Creaky Voice: Another Example of Young Women's Linguistic Ingenuity - snippyhollow
http://www.theatlantic.com/sexes/archive/2013/01/creaky-voice-yet-another-example-of-young-womens-linguistic-ingenuity/267046/

======
joezydeco
Creaky voice? That's sooooo 2012. It's all about the creaky-voiced long
alveolar glide with mid front unrounded vowel and glottal stop.

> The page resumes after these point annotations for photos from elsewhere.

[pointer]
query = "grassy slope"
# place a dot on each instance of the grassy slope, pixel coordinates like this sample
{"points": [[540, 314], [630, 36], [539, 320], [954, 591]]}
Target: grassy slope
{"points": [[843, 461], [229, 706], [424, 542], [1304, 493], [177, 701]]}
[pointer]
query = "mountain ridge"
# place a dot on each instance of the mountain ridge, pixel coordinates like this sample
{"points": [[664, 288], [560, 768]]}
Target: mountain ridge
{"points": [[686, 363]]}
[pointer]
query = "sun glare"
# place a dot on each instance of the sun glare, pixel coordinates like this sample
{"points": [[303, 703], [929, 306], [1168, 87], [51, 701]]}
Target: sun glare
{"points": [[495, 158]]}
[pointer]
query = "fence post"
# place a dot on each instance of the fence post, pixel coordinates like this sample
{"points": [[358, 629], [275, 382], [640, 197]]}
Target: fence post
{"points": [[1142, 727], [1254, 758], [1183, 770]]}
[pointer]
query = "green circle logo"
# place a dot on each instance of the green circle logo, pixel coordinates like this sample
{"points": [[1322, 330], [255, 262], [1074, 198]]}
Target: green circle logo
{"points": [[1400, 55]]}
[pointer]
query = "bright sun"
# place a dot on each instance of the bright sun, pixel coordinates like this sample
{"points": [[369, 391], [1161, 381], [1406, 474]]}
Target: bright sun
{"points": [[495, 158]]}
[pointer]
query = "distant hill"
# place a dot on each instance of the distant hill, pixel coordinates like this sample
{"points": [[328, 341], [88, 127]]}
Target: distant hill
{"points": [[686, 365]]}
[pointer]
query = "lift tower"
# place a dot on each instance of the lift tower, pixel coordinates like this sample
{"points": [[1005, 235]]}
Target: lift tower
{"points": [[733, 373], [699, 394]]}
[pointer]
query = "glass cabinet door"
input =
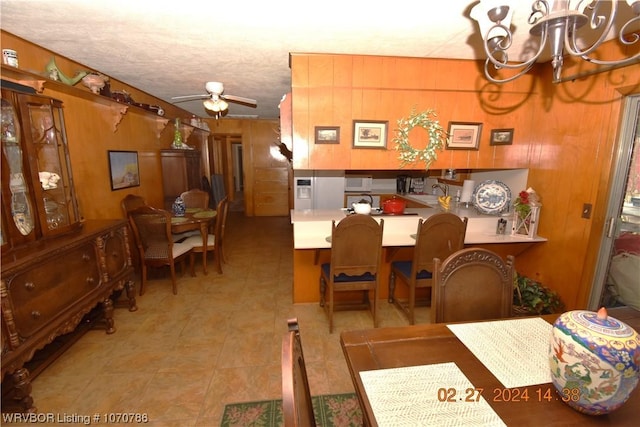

 _"A linguistic dissection of 7 annoying teenage sounds"_

[http://theweek.com/article/index/244460/a-linguistic-
dissect...](http://theweek.com/article/index/244460/a-linguistic-dissection-
of-7-annoying-teenage-sounds)

------
cafard
'"I ne saugh nawiht" in Middle English; "I don't see anything" in Modern
English. Today, one can find it in French, which negates verbs by affixing the
particles ne and pas to either side of the verb, as well as in Afrikaans,
Greek, and a number of Slavic languages. The point: There is nothing
inherently "ignorant" or "stupid" about double negation; judgments about
speech are judgments about the speakers themselves.'

There is nothing inherently English about Greek and a number of Slavic
languages. There ain't nothing much that Afrikaans tells us about the practice
of Modern English (is there, baas?) and only so much light that Middle English
sheds.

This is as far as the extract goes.